Mensaje sin leer por Marcos de la Mancebía »

Ernesto caminaba a grandes trancos por el centro de la calzada, ajeno a la lluvia. Llevaba un sombrero de ala ancha y subido el cuello de su gabán; un amplio y sombrío abrigo que le llegaba casi al suelo, cubriéndole por completo, dejando tan sólo al descubierto sus ojos, los bajos de sus pantalones de oscura lana y las negras botas de piel, con las que, al andar, chapoteaba sobre los adoquines. Caminaba como hipnotizado, absorto, con la mirada fija en un punto concreto del horizonte, sin percatarse de lo que acontecía a su alrededor.
La calle era lo suficiente ancha como para permitir el paso de dos carruajes; con amplias aceras a los lados, formadas de grandes bloques de piedra granítica y separadas por una sucesión de múltiples baldosines, también en piedra. A ambos lados había edificios; desiguales bloques de ladrillo, piedra y adobe, en su mayoría destinados a viviendas, sobre los que se erigían innumerables chimeneas, de las que se elevaban los humos de la combustión de la leña en los hogares y de las primitivas calderas de calefacción. Y desde el aire, además del humo y las chimeneas, áticos y azoteas destacaban entre los monótonos tejados de negra pizarra, sobre los que, a modo de estandartes, despuntaban algunas veletas, vigías incansables atentas a cualquier cambio en el rumbo de los vientos. Negras farolas de hierro forjado mitigaban la oscuridad con su tenue luz de gas.

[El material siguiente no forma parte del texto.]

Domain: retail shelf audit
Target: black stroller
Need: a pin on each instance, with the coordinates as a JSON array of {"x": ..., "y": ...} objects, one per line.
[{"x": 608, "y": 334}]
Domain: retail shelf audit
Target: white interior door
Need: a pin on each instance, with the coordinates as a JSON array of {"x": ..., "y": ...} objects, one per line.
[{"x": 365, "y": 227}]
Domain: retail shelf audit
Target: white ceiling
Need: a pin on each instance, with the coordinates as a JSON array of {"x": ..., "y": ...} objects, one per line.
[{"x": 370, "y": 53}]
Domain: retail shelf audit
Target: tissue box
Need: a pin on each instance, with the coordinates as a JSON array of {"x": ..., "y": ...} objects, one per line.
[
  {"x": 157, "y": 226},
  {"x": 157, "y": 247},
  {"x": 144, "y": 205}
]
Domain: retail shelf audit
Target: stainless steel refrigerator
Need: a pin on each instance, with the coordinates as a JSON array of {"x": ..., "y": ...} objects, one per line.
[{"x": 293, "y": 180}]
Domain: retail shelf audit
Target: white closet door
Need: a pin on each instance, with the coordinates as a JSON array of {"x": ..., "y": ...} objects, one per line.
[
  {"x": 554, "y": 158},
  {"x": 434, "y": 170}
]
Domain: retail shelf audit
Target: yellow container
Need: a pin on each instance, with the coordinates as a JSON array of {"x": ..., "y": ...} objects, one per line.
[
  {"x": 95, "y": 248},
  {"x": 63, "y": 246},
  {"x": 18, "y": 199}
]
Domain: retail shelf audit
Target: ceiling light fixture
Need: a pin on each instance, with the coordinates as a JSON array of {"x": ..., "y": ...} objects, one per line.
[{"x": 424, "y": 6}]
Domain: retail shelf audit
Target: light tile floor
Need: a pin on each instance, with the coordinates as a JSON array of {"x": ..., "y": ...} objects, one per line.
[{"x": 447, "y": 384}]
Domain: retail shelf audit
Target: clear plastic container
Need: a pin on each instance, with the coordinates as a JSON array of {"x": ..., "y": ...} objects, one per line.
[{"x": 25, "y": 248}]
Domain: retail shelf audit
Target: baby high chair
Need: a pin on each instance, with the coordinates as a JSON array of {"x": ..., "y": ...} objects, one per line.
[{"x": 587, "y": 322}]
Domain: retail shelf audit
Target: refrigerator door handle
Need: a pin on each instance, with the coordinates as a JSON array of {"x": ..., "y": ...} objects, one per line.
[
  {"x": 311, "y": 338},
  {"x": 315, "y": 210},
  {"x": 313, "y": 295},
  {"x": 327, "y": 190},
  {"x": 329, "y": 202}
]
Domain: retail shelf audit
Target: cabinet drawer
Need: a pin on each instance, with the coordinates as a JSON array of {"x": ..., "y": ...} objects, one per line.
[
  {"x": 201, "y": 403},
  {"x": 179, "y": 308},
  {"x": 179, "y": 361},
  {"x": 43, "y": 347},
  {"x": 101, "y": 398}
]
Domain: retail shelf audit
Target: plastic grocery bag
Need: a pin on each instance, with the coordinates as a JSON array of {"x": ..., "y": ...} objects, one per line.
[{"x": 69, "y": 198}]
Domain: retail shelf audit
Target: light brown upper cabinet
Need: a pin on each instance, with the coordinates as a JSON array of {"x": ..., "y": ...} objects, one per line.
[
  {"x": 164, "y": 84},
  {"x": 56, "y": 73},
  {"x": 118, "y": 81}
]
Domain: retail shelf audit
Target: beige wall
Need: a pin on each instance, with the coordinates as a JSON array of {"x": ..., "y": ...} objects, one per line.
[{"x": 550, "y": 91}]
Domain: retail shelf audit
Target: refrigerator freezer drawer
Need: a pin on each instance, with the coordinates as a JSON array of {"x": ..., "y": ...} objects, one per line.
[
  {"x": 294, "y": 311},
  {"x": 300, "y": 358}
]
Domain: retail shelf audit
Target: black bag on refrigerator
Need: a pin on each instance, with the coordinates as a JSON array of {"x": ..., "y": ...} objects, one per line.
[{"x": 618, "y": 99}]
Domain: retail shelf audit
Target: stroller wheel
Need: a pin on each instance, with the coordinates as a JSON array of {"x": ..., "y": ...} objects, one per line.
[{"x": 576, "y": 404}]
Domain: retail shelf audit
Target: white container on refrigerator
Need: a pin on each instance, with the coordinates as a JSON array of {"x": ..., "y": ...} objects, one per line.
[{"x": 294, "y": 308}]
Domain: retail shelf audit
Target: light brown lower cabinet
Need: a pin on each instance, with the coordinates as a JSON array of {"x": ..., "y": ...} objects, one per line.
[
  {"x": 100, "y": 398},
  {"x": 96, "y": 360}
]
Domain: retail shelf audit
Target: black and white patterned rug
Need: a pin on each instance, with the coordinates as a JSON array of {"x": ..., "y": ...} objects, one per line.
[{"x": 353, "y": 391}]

La niebla había bajado, solía hacerlo habitualmente en esa época, se había aposentado en la ciudad, desplazándose a sus anchas, alimentándose de la luz y llenando de humedad las calles, las plazas, los parques, los jardines, incluso las casas, sus viviendas. Ocultándolo todo, cubriéndolo con un velo gris, un tupido manto que limitaba la visión. Y no venía sola; una lluvia constante la acompañaba, una lluvia sutil, permanente, que precedía a la bruma, la esperaba y la acompañaba, quedándose incluso cuando ésta ya se había ido; una llovizna que flotaba en el aire, con minúsculas, casi imperceptibles, gotas de agua que se suspendían brevemente en el espacio, antes de caer, como desafiando la gravedad.
Pero Ernesto seguía caminando, sin resguardarse, ajeno a las vicisitudes del tiempo, como si no tuviese ya necesidad de guarecerse del chaparrón. Su oscuro ropaje se había vuelto gris; había adquirido esa tonalidad por las gotas de lluvia que caían sobre él, sin resbalar, adhiriéndose, fundiéndose; gotas de agua aferradas a sus vestiduras, como formando parte de su indumentaria. Y Ernesto no sentía la humedad, caminaba tan abstraído, tan ajeno a todo, que ni tan siquiera oyó el sonido de la carroza que se acercaba, ni sintió la voz del cochero que le gritó desde el pescante, ni el trotar de los cuatro percherones que arrastraban la calesa. Y tampoco se enteró cuando fue arrollado por las bestias, a pesar de los intentos del cochero por detenerlas.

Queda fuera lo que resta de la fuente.